Transgender and nonbinary folk deserve to be celebrated.
Ceremonies that mark and celebrate their transitions are rare, but can be a great way to engage both allies and uncommitted friends and family in your journey to be your most authentic self.
We often mark the changes that occur in our lives with a rite of passage—a tradition that marks that change and allows us to celebrate it with people who are important to us. These traditions also help our friends and family recognise and follow the change with us.
For centuries in the Anglo-Australian tradition, when a bride married she would change her surname to that of her husband. Even for those who do not attend the wedding, its significance helps them recognise and respect the change.
When transgender or nonbinary people choose to make a change to their name or their pronouns, a transition ceremony that acknowledges the deeper and more significant aspects of their gender identity can make all the difference for those who matter most.
So as a celebrant, the one thing I really want to change before I die is to normalise transition ceremonies for trans and nonbinary folk.

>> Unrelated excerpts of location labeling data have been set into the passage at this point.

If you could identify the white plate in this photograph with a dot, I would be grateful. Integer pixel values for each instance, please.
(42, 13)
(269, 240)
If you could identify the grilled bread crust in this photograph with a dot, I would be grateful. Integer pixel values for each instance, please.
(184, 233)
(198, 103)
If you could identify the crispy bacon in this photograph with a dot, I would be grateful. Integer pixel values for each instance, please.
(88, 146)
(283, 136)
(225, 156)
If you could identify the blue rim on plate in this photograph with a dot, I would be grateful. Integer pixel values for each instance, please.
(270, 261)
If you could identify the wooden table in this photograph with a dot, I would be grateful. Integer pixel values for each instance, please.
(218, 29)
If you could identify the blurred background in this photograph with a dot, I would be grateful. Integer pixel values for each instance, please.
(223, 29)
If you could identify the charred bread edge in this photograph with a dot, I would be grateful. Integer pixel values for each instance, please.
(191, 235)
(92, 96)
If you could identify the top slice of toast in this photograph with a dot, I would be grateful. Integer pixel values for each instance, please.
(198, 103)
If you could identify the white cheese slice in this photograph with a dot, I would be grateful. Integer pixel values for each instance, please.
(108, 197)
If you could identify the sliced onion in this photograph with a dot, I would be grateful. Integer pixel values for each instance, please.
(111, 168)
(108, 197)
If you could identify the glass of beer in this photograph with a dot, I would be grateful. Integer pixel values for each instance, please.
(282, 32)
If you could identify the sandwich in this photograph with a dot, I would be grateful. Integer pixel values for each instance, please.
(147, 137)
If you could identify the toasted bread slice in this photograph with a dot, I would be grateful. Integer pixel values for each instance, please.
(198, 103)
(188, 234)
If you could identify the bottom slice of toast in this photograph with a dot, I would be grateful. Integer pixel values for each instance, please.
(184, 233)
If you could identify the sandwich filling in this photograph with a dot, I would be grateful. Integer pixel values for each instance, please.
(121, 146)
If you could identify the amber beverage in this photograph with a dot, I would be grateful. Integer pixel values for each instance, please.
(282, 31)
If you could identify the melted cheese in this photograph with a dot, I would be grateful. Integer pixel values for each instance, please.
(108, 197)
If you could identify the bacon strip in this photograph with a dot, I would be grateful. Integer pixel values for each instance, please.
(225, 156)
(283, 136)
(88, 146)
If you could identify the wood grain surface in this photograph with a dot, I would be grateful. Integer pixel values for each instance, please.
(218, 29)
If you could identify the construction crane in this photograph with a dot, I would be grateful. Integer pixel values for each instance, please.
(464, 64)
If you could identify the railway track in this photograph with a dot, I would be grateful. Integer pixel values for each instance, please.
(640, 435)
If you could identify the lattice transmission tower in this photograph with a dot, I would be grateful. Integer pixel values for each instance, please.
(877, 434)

For more information related to transition ceremonies, try these pages:
Gift a Transition Ceremony
For a transgender person, a transition ceremony may not be their first priority. Psychological, medical and legal matters are a lot to wade through. But a ceremony can help allies, whether they’re friends or families, be a part of the transition. And uncertain friends and family can also be brought along that journey more effectively.
That’s why I like to make it easy for allies to gift a transition ceremony to their trans or nonbinary friends or family. You get a gift voucher to present to your trans friend or relative, and they can then plan their ceremony with me.
It is important that a trans person engages with planning their transition ceremony. You can’t do it for them. You can be part of the process, but only the person themselves can determine what to include or exclude from the ceremony.